The relief staff wasn't young. Ron Perranoski the relief ace was 33. Bob Miller age 30 and Dick Woodson age 24 pitched a lot of relief and each made a few starts. Al Worthington age 40 and Grzenda age 32 rounded out the bullpen.
5:21 PM Nov 12th
Well, I think Connie Mack was something like 87 when he retired. I agree that the Chisox will not attain their '20 level, and I doubt LaRusso makes it through the season.
4:43 PM Nov 12th
Very good column, and I agree with most of it. I don't know LaRussa, obviously, but as a Cardinals fan I watched him operate very closely for a long time. Even at 76, LaRussa might actually be arrogant enough to be thinking in the long term, not just looking for that "ride into the sunset." He is a guy who doesn't always know or acknowledge his limitations (which partly explains the DUIs).

I like LaRussa, and I respect him, but he is arrogant and perhaps even self-righteous. He is very smart. He is often the smartest man in the room, but perhaps not as often as he thinks he is, and it probably doesn't mean as much as he thinks it does. He is a "my way or the highway" type, and I question how well that works with a young team full of potential.

Unfortunately, what we've read of this hire is really really not encouraging - that Reinsdorf demanded LaRussa be given this job for singularly personal reasons. Not because Reinsdorf or anyone else thought he was clearly the best man for the job, but because Reinsdorf wanted to settle his personal business.

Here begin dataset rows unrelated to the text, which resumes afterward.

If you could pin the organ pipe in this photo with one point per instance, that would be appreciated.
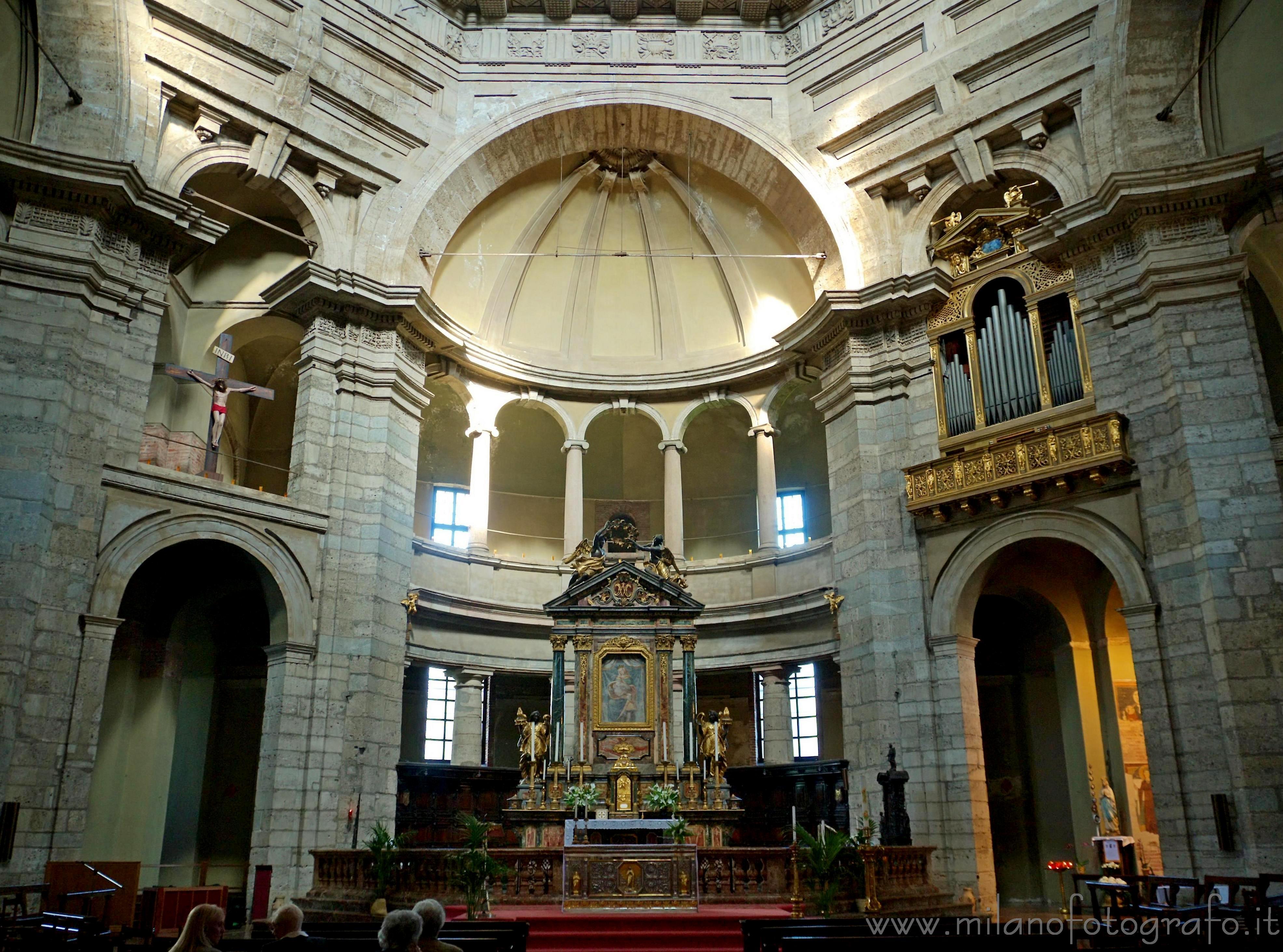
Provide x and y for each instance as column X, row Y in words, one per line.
column 1009, row 375
column 959, row 407
column 1063, row 368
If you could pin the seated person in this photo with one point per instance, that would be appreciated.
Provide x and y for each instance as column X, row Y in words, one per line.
column 434, row 918
column 401, row 932
column 203, row 931
column 287, row 926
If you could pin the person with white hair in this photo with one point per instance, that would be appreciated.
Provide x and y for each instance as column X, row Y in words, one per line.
column 434, row 918
column 287, row 926
column 401, row 932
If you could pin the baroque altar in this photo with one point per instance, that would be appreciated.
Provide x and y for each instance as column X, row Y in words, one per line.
column 624, row 615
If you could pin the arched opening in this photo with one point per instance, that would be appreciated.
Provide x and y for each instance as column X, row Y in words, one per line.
column 444, row 470
column 1242, row 76
column 528, row 484
column 20, row 70
column 219, row 293
column 624, row 473
column 719, row 484
column 801, row 461
column 178, row 759
column 1060, row 717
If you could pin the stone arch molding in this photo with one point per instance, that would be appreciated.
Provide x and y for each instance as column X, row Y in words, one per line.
column 812, row 205
column 135, row 544
column 958, row 588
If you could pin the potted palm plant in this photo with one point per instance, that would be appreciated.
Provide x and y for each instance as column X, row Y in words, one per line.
column 474, row 868
column 661, row 798
column 824, row 868
column 384, row 849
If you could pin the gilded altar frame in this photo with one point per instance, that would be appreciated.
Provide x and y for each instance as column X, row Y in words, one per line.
column 624, row 647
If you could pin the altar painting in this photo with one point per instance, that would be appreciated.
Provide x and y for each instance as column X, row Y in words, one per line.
column 624, row 697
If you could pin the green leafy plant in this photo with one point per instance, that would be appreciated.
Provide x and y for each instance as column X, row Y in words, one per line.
column 661, row 798
column 474, row 868
column 678, row 831
column 384, row 847
column 824, row 868
column 580, row 796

In recent weeks a lot of fans have been grousing about Hinch and Cora getting hired. Myself, I think they're great hires, and while I am all about integrity and sportsmanship, I also believe teams need to weigh "baggage" and determine the best way forward. I think it's silly to think that the Red Sox or the Tigers should have said, "This is the best guy for the job … but we'll hire the second-best because we don't like the message that it would send to the youth of America." You hire the right person for the right reason.

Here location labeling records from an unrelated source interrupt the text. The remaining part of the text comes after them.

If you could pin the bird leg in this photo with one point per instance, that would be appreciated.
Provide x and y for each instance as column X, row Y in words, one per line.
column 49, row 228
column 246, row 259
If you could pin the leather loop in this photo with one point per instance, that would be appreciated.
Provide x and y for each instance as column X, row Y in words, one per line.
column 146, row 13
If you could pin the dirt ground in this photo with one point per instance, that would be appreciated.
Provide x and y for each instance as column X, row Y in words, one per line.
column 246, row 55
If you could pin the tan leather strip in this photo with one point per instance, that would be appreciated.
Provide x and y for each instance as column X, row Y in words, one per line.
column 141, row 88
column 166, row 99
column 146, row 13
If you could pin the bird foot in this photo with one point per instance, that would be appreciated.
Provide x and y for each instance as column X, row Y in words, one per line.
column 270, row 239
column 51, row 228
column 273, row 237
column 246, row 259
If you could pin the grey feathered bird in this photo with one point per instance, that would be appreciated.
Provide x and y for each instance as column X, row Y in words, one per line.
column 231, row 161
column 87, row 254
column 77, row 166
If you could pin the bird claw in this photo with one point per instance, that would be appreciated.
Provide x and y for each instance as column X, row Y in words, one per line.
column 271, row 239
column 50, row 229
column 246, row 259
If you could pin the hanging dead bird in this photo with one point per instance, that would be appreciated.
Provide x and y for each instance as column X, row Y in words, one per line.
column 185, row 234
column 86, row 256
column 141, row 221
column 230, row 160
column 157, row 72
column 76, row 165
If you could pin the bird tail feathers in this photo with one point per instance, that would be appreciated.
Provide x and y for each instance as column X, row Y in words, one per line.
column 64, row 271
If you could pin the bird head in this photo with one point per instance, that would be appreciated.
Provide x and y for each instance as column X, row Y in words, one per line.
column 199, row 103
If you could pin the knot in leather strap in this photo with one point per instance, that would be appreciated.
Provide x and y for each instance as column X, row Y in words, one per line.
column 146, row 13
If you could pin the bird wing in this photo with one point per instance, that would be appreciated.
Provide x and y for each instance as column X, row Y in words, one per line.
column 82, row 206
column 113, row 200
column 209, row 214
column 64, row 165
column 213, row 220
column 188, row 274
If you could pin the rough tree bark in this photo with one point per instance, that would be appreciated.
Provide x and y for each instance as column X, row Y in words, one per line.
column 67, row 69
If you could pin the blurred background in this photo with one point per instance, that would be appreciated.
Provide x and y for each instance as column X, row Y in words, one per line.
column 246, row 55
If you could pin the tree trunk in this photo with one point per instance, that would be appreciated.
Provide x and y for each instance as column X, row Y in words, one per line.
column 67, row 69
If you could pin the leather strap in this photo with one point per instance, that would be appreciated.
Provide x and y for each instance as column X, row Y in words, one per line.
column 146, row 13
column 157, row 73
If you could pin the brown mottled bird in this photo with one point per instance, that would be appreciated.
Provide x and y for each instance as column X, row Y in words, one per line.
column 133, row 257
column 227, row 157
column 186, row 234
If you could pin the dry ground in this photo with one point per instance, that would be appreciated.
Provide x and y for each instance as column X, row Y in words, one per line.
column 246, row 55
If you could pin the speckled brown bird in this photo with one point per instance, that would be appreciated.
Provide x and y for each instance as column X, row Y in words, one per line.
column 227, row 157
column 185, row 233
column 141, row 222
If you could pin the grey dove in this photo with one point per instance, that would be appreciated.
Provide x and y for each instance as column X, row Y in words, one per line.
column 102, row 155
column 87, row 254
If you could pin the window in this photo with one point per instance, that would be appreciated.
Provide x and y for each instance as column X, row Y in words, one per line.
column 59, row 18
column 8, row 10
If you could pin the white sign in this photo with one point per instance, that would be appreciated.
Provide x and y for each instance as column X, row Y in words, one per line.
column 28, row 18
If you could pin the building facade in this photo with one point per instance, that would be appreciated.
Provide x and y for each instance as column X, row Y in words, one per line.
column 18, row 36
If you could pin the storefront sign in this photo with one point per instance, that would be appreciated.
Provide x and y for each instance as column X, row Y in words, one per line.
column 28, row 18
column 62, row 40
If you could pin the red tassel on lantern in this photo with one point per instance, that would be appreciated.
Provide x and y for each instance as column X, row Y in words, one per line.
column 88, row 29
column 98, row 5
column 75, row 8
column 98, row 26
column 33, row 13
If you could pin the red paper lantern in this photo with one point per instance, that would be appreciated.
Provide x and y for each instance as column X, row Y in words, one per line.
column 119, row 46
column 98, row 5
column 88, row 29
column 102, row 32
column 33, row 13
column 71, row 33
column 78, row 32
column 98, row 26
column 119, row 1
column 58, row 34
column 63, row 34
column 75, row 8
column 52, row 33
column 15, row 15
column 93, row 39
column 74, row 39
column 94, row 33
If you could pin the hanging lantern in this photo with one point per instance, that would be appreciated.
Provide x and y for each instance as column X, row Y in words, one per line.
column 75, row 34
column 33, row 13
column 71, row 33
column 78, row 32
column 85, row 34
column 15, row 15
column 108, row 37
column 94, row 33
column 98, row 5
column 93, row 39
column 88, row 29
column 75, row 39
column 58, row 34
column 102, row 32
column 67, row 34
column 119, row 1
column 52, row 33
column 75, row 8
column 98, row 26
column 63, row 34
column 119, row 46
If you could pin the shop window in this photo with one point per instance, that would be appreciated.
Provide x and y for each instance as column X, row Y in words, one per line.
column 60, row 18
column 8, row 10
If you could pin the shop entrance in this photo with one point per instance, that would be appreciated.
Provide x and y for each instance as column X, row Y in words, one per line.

I like LaRussa. I admire him. I don't think he's the right guy here, and I am certain he was not hired for the right reason. The DUI just compounds what I already believed.

This isn't gonna end well.

3:45 PM Nov 12th
If Tony La Russa had a hangover on the day he was hired, it wasn't from the offense that got him arrested in Arizona, but from a more recent binge. Unfortunately this is not beyond the realm of possibility.

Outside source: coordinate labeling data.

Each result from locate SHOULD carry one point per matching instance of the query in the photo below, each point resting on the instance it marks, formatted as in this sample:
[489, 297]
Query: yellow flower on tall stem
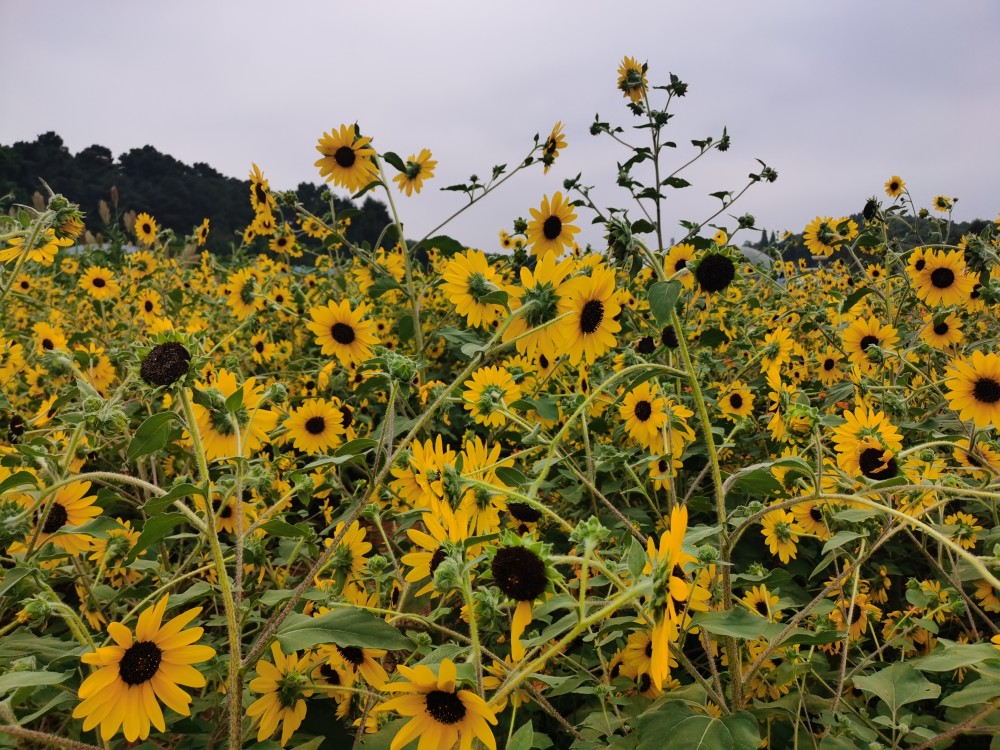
[441, 715]
[138, 672]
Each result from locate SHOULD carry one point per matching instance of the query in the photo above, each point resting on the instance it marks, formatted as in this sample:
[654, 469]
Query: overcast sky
[836, 96]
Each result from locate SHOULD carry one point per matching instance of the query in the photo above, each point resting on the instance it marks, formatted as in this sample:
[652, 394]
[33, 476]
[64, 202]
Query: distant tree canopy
[179, 196]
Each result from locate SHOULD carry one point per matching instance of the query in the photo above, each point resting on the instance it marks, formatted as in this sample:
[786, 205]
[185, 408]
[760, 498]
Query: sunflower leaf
[153, 435]
[344, 627]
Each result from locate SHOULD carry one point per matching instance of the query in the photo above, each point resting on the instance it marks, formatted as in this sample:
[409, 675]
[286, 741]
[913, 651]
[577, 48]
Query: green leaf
[345, 627]
[523, 738]
[14, 680]
[662, 298]
[156, 505]
[511, 477]
[153, 435]
[18, 479]
[153, 531]
[898, 685]
[393, 158]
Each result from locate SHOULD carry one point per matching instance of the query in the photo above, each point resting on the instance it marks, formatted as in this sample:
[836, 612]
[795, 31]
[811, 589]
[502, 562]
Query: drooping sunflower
[555, 141]
[138, 672]
[549, 230]
[282, 689]
[781, 533]
[974, 388]
[469, 278]
[145, 229]
[419, 167]
[533, 331]
[347, 158]
[676, 260]
[945, 279]
[895, 186]
[441, 715]
[100, 283]
[589, 331]
[218, 425]
[736, 402]
[866, 444]
[316, 426]
[863, 333]
[632, 79]
[644, 415]
[488, 393]
[344, 332]
[943, 331]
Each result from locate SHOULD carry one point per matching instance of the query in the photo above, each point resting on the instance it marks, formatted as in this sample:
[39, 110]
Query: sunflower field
[419, 495]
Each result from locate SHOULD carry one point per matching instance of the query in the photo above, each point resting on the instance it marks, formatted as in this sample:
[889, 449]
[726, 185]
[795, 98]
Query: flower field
[318, 494]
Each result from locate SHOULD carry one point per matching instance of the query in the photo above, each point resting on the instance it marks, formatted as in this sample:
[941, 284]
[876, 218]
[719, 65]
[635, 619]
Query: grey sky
[836, 96]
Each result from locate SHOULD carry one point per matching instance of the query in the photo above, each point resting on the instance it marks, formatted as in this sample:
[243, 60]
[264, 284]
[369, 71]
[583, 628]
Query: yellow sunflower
[589, 330]
[974, 388]
[138, 672]
[146, 229]
[316, 426]
[344, 332]
[418, 168]
[347, 158]
[549, 230]
[441, 715]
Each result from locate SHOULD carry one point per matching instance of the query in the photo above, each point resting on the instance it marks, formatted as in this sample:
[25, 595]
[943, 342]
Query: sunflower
[555, 141]
[137, 673]
[441, 715]
[260, 191]
[632, 79]
[676, 260]
[549, 230]
[644, 415]
[942, 203]
[488, 393]
[942, 331]
[99, 283]
[69, 506]
[974, 388]
[469, 279]
[895, 186]
[316, 426]
[866, 444]
[218, 424]
[342, 331]
[758, 599]
[542, 289]
[347, 158]
[589, 330]
[781, 533]
[864, 333]
[145, 229]
[418, 168]
[736, 402]
[282, 689]
[944, 279]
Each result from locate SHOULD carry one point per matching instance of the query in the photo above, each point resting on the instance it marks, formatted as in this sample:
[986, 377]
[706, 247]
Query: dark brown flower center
[591, 316]
[986, 391]
[552, 227]
[140, 663]
[345, 157]
[342, 333]
[445, 708]
[519, 573]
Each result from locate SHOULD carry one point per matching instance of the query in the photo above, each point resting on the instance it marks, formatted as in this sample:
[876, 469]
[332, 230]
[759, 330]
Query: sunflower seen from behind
[343, 332]
[139, 672]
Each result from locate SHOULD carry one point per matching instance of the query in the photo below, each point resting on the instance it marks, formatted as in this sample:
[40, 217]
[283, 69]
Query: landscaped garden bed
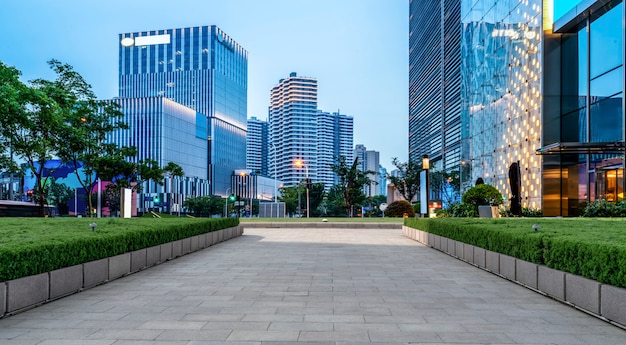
[30, 246]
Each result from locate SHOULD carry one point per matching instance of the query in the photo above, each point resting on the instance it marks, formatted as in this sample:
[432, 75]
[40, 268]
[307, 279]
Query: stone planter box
[598, 299]
[26, 292]
[20, 294]
[66, 281]
[488, 212]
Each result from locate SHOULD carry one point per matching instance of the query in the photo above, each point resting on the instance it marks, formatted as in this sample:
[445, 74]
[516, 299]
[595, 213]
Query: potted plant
[485, 198]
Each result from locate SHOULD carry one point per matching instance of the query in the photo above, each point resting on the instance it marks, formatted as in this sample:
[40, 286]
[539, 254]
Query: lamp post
[299, 164]
[425, 183]
[226, 203]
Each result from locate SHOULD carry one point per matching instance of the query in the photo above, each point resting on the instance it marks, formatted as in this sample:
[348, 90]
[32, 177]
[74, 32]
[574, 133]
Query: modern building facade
[583, 134]
[335, 137]
[369, 160]
[435, 82]
[203, 69]
[257, 146]
[293, 129]
[501, 71]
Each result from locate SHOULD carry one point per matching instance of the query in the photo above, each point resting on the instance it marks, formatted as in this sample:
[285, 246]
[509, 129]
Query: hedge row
[594, 249]
[72, 243]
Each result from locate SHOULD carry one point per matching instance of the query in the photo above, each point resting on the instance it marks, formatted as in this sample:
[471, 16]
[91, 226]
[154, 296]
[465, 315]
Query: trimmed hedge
[594, 249]
[68, 242]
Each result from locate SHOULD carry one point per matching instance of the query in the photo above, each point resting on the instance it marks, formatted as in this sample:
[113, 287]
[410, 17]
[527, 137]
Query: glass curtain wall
[591, 114]
[501, 91]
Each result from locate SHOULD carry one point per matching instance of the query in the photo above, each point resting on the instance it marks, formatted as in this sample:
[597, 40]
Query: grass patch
[31, 246]
[592, 248]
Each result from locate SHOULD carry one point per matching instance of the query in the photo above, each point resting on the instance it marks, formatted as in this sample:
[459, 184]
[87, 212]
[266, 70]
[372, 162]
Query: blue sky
[357, 50]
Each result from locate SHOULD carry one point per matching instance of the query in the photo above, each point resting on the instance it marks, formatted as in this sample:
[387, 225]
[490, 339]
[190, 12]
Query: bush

As I said in Reader Posts, he belongs in rehab, not in a major league dugout.
3:44 PM Nov 12th
Dave, you make a strong case, as usual. For the sake of argument, I'm going to point out two things that may run counter to your thesis:

1. Tony La Russa is an individual. He's not just a "77 year old" and he's not just a "Hall of Fame manager." It's always risky to draw a conclusion about a specific person based on characteristics they share with a group of other people.

2. After all these years, we're still not sure how much difference the manager makes to a team's success. The White Sox are a very good young team. They should do well next year and may do so regardless of who the manager is. Conversely, they could have a poor season for reasons having nothing to do with La Russa.

I think the decision to fire the current manager was misguided. I don't know whether La Russa was the right guy to replace him. Hinch makes more sense to me, but La Russa may do fine. We just don't know.
2:31 PM Nov 12th
Sort of similar to Paul Richards managing the White Sox in 1976, I suppose.

I agree with you that LaRussa's prospects and the young White Sox' prospects don't seem likely to be either successful or harmonious. Thanks for this opportunity to make that understatement.